Sawyer Forwards Charge of Tea Party Hypocrisy as Couric Frets: 'Is There Danger' Budget Cuts 'Will Be Too Deep?'
ABC's Diane Sawyer hit a group of incoming freshmen House and Senate members about presumed Tea Party hypocrisy in accepting farm subsidies and not refusing to accept federal employee health care while CBS's Katie Couric, with three House members, despaired over the "danger" that budget cuts might "be too deep?" Forwarding liberal talking points, in the pre-recorded segment aired on Wednesday's World News, Sawyer relayed:
The Democrats have a challenge for the Republicans, saying, if you're going to cut spending, go ahead and start close to home. Congresswoman Vicky Hartzler of Missouri got more than $750,000 in taxpayer subsidies for her farm. Are you ready to vote against all farm subsidies?
Sawyer continued: "And on the promise to repeal health care reform,
Democrats ask: Will they be giving up their new taxpayer-subsidized
insurance? Only two of them said they would."
On the CBS Evening News, Couric noted "Republicans say high on their
priority list is deficit reduction, starting with major cuts in domestic
spending this year. Fiscally conservative freshmen say everything's
fair game." She then fretted: "But is there danger in your view,
Congressman West, that the ax will be too sharp, that the cuts will be
too deep?"
(Meanwhile, NBC's Kelly O'Donnell found it relevant to point out: "For
the first time in 64 years, no member of the Kennedy family holds a
federal office.")
From the Wednesday, January 5 ABC World News, transcript provided by the MRC's Brad Wilmouth:
DIANE SAWYER: But the Democrats have a challenge for the Republicans, saying, if you're going to cut spending, go ahead and start close to home. Congresswoman Vicky Hartzler of Missouri got more than $750,000 in taxpayer subsidies for her farm. Are you ready to vote against all farm subsidies? That's $20 billion by one estimate, at least.
REP. VICKY HARTZLER (R-MO): Well, I think everything should be on the table. And, yes, there's a lot of us farmers that have participated in the program.
SAWYER: Congressman Stutzman of Indiana got more than $100,000.
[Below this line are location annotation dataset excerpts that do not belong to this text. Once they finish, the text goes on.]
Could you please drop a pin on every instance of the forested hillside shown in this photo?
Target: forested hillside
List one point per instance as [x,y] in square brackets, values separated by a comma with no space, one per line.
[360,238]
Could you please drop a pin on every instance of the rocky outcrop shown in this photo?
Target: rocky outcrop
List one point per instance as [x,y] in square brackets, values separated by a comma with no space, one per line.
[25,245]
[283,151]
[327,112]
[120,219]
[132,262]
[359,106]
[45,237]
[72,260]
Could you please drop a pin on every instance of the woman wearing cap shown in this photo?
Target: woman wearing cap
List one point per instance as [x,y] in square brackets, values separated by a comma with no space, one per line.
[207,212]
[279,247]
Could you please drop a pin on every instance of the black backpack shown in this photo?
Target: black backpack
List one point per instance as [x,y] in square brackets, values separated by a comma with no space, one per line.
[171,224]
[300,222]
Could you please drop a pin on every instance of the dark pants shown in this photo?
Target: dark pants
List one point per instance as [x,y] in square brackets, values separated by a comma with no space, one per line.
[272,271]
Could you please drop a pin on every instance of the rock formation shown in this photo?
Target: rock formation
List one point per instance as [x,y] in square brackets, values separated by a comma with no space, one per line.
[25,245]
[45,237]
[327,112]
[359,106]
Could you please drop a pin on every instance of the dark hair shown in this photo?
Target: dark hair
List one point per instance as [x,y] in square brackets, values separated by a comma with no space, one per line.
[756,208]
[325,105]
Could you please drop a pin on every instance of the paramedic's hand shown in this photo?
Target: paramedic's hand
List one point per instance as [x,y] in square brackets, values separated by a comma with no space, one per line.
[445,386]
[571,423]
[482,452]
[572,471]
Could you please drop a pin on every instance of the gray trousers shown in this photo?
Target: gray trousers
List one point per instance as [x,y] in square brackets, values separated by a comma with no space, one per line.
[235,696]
REP. MARLIN STUTZMAN (R-IN): Yes, I would vote to eliminate farm subsidies. It manipulates the market. And that's the problem here in Washington. The adult conversation, I think, has to be no.
SAWYER: Agree?
HARTZLER: I'm ready to start the discussion and look at it.
SAWYER: Not a yes yet?
HARTZLER: I think we need to make sure everything is looked at before we just pick on the farmers.
SAWYER: And on the promise to repeal health care reform, Democrats ask: Will they be giving up their new taxpayer-subsidized insurance? Only two of them said they would.
REP. PAUL GOSAR (R-AZ): First of all, Congress should not be exempt from rules they pass, and that's exactly what happened here. In fact, I ask everybody to denounce that because we shouldn't be taking that, unlike anybody else in regular everyday America.
UNIDENTIFIED MALE CONGRESSMAN: I'm not taking the health insurance, either.
SAWYER: The rest of you who are now renouncing it, how do you answer this?
SENATOR MIKE LEE (R-UT): There's a big difference between receiving health insurance through one's employer on the other hand, and, on the other hand, establishing a national regulatory program that tells people where to go to the doctor and how to pay for it.
SAWYER: But the taxpayer doesn't have an option but to support it.
LEE: Look-
SAWYER: The taxpayer doesn't have a choice.
LEE: Health care regulation is fundamentally a creature of state law. This is a state issue.
SAWYER: We'll let you know later what each of them decides...
From the CBS Evening News:
KATIE COURIC: ...Republicans say high on their priority list is deficit reduction, starting with major cuts in domestic spending this year. Fiscally conservative freshmen say everything's fair game.
U.S. REPRESENTATIVE ROBERT DOLD (R-IL): Let's take a look at the Department of Defense so that we send a signal to those on the other side of the aisle that everything has to be at table.
COURIC: But is there danger in your view, Congressman West, that the ax will be too sharp, that the cuts will be too deep?
CONGRESSMAN ALLEN WEST (R-FL): I think if there's an opportunity for us to finally have that honest conversation with the American people and make some of the hard decisions, the hard choices, it's right now because the people understand the dire economic situation that we're in.